XAI: Accuracy vs Interpretability for Credit-Related Models

guest_blog 05 Dec, 2022

7 min read

Introduction

The global financial crisis of 2007 has had a long-lasting effect on the economies of many countries. In the epic financial and economic collapse, many lost their jobs, savings, and much more. When too much risk is restricted to very few players, it is considered as a notable failure of the risk management framework. Since the global financial crisis, there has been a rapid increase in the popularity of terms like “bankruptcy,” “default,” and “financial distress.” The process of forecasting distress/default/bankruptcy is now considered an important tool for making financial decisions and the main driver of credit risk. The Great Depression of 1932, the Suez Crisis of 1956, the International Debt Crisis of 1982, and the latest 2007 recession have pushed the world to try and figure out the prediction of the downfall as early as possible.

AI Accuracy

Source: Image by pikisuperstar on Freepik

Predicting financial distress and bankruptcy is one application that has received much attention in recent years, thanks to the excitement surrounding Financial Technology (FinTech) and the continuing rapid progress in AI. Financial institutions can use credit scores to help them decide whether or not to grant a borrower credit, increasing the likelihood that risky borrowers will have their requests denied. In addition to difficulties caused by data that is both noisy and highly unbalanced, there are now new regulatory reforms that must be met, like General Data Protection Regulation (GDPR). The regulators expect that the model interpretability is there to ensure that algorithmic findings are comprehensible and consistent.
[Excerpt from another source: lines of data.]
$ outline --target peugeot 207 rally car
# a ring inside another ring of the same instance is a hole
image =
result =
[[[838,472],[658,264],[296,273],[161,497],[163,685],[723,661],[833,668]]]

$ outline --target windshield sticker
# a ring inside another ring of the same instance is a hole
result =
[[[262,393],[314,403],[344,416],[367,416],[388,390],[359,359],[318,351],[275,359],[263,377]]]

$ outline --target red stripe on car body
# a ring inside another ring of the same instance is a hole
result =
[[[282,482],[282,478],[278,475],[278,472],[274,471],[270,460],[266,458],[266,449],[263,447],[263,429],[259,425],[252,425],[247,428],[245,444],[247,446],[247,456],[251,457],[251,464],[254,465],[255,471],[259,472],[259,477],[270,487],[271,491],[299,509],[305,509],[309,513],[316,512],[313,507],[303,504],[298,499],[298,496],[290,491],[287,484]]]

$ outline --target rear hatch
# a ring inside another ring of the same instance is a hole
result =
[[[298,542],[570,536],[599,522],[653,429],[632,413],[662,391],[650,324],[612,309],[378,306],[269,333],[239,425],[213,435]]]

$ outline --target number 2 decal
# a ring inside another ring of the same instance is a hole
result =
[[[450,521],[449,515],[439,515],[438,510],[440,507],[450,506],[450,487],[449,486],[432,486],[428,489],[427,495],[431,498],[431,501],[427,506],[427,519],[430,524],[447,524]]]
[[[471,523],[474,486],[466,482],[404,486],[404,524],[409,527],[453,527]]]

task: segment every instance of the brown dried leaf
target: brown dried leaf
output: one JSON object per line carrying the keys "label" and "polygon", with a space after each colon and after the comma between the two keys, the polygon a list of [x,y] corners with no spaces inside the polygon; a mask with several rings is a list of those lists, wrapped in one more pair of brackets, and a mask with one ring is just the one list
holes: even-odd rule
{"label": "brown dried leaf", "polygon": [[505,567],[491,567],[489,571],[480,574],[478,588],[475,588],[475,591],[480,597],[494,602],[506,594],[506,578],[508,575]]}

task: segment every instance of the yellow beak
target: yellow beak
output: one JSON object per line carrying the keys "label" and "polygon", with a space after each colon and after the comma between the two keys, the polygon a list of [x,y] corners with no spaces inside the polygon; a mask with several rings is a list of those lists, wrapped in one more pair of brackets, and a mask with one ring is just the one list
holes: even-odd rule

As the COVID-19 pandemic hurt the financial markets, a better understanding of lending is required to avoid a situation like 2007.

Balance: Interpretability and Accuracy

The credit scoring models or bankruptcy prediction models, which predict whether an individual will return the lender’s money or if a company will file for bankruptcy, must address high accuracy and interpretability. Two friends of mine from the same University in the US, with approximately the same salary, the same age, and many more equivalent parameters, applied for a home loan. One got his loan approved, while the other one faced a rejection. Don’t you think the rejected one deserves an answer? What if a corporation has applied for a loan for expansion, but the bank decided not to offer credit?

Interpretation

With the growth in several relevant independent variables (sentiment score from financial statements and Ratios), an obvious interpretation difficulty has emerged. In the past, a minimal number of independent variables and a basic model were sufficient for the model to be easily interpreted. As a result, research aiming to pick the most significant variables and simulate insolvency based on the chosen features and a simple statistical model gained much popularity. Using machine learning algorithms is another method for dealing with features that are not always limited in number.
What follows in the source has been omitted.